As compelling as the idea sounds on paper, a summer of science taught Geller to appreciate the grueling and often intractable nature of knowledge discovery.
“It’s humbling,” she said. “Sometimes you get your results. Sometimes your results get you.”
A different part of the muscle atrophy pathway fascinates Webb. Specifically, her eyes are set on a protein called a kinase (ribosomal s6 kinase to be specific), which changes the activity of other molecules in the cell that eventually lead to degradation of muscle fibers. No one knows, yet, how important the kinase is in the process, and to find out, Webb wants to mess with worms’ RNA.
Scientists have recently discovered a way to introduce special kinds of RNA, the form of genetic material directly used to build proteins from corresponding genes, into C. elegans cells to temporarily turn off production of any desired protein. It’s a procedure called “RNA interference,” and Webb believes, after a year of research behind her, it could soon deliver her answer.

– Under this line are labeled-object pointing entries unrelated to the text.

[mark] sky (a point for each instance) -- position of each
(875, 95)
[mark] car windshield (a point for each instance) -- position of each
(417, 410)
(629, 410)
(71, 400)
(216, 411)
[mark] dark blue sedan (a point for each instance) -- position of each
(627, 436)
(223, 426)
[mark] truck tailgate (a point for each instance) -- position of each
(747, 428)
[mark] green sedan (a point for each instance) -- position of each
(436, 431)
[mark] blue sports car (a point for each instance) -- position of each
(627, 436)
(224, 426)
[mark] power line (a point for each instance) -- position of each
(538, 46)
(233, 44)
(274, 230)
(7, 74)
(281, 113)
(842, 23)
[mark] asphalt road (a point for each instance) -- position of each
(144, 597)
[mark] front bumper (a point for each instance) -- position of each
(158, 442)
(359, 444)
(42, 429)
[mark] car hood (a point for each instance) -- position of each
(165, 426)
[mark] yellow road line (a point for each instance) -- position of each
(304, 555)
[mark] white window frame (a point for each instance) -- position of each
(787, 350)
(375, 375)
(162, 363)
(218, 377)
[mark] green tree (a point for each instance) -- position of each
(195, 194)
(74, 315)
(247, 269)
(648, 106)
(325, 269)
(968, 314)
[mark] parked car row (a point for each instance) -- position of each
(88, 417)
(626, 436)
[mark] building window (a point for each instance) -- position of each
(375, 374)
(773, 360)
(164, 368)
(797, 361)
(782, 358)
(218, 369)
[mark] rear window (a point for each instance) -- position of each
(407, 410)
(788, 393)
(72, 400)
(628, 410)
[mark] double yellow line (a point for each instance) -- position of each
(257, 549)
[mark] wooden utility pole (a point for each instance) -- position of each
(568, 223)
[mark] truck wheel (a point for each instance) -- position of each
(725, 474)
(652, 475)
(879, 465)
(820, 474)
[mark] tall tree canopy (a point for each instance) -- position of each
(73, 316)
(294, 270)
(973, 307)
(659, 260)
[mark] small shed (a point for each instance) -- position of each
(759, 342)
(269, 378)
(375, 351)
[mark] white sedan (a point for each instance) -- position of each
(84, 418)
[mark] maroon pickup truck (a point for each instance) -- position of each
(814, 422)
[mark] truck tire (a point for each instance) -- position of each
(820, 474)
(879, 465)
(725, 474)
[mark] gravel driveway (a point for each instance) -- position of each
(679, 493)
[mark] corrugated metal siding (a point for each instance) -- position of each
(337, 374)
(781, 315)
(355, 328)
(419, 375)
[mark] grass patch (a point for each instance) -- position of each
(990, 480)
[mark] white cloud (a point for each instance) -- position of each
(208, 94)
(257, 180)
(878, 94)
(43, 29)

“You can target which specific protein you’re going for. I’m working to shut [the kinase] down and see how that affects the worms’ development and whether they atrophy more or less and where they atrophy,” she said.
The extensive involvement of Pitt students like Webb and Geller is no accident in the Jacobson group, which has seen upwards of 90 undergraduates in its existence.

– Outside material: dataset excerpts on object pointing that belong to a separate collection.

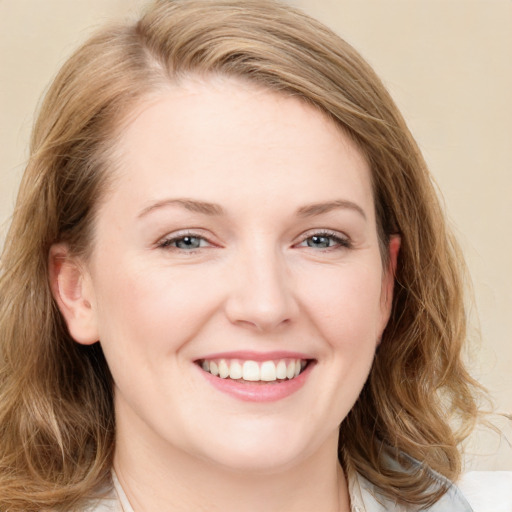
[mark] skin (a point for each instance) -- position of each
(258, 281)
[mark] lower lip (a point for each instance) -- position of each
(259, 391)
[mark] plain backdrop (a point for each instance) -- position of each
(447, 63)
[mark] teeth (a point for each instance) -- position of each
(235, 370)
(290, 370)
(281, 370)
(223, 369)
(252, 371)
(268, 371)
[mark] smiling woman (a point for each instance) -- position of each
(228, 277)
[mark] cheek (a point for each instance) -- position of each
(151, 310)
(346, 304)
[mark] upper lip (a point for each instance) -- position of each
(247, 355)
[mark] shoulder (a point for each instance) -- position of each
(487, 491)
(476, 491)
(108, 503)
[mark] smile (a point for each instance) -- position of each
(254, 371)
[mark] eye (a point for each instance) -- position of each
(185, 242)
(325, 240)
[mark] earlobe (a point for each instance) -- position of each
(72, 290)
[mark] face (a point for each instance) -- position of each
(235, 281)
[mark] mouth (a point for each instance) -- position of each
(251, 371)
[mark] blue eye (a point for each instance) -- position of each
(325, 241)
(184, 242)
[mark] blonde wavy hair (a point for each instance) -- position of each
(57, 431)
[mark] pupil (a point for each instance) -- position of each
(188, 242)
(319, 241)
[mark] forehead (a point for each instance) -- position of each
(218, 139)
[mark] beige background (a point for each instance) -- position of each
(448, 64)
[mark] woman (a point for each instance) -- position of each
(226, 245)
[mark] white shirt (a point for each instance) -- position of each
(477, 491)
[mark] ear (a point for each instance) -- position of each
(72, 290)
(388, 280)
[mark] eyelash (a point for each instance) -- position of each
(340, 242)
(166, 243)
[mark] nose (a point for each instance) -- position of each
(261, 297)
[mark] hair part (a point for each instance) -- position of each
(56, 405)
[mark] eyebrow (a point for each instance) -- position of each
(189, 204)
(206, 208)
(311, 210)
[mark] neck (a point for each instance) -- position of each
(170, 480)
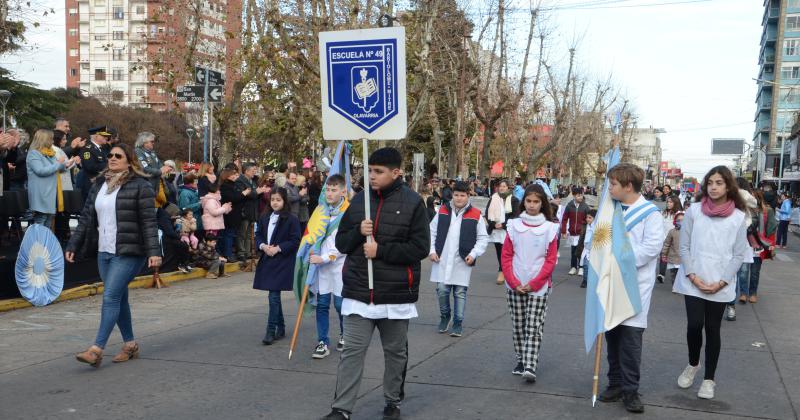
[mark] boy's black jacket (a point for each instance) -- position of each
(403, 236)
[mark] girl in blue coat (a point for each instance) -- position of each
(277, 237)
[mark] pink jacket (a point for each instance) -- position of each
(213, 211)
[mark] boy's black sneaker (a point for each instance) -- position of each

“Hierarchy is not a useful thing in science,” Jacobson said. “I think it’s horse sh*t.”
Jacobson, who’s taught in Pitt’s biology department since 1967, contrasts his ways with the archetypal labs, in which undergraduates more or less do graduate students’ bidding.

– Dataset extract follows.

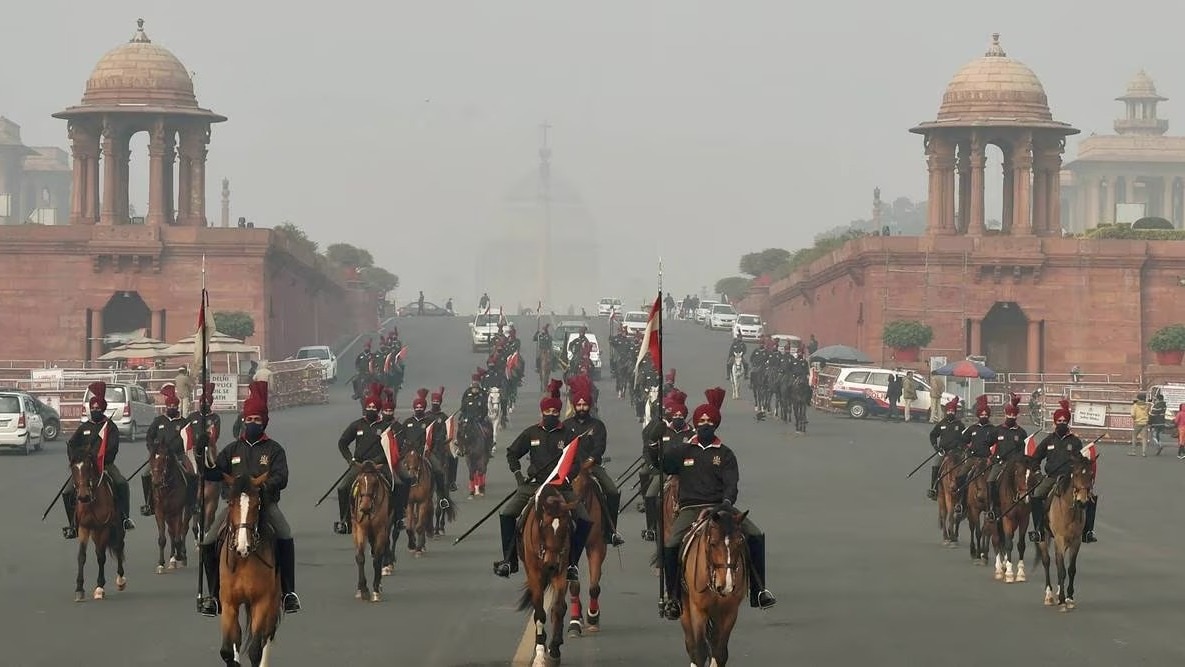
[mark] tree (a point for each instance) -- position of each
(348, 256)
(734, 287)
(235, 324)
(763, 262)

“It’s a very peculiar thing we do,” he said, referring to his belief that society assigns responsibility to people based on age and academic rank and does so at great cost. “I don’t think anyone grasps how queer it is.”
So he fights that norm by giving students independent projects and investing in mentor-mentee relationships, even though an undergraduate emphasis could cut into short-term measures of research productivity.
“If you were just setting out to do directed research with no educational component, using undergraduates would not be your first choice,” he said, noting split time and focus, growing pains, fluctuating interests and overhead costs for training.
But Jacobson can swiftly brush off such concerns when he thinks of the successful physicians and researchers who populated his lab as undergrads. “I know that they are paying forward with what they learned.”
While Geller and Webb hope to one day go into public health and biology academia, respectively, they have their lives to “pay forward” insight from undergraduate research.
But that doesn’t mean they’re at a loss of insight now. In addition to developing an appreciation for scientific questions with real-life implications, Geller has learned from her time in the Jacobson group how to be critical.
“If you’re presented with a ‘fact,’ you have to ask why and be convinced why,” she said.
As current and future students attempt to apply their insights in their reach from the petri dish to the stars, scientific success will most likely follow out of patience and improvisation, Jacobson said.
“It’s jazz; it’s not Bach.”
[Editor’s Note: This story has been edited to reflect the correct spelling of professor Lewis Jacobson’s name.]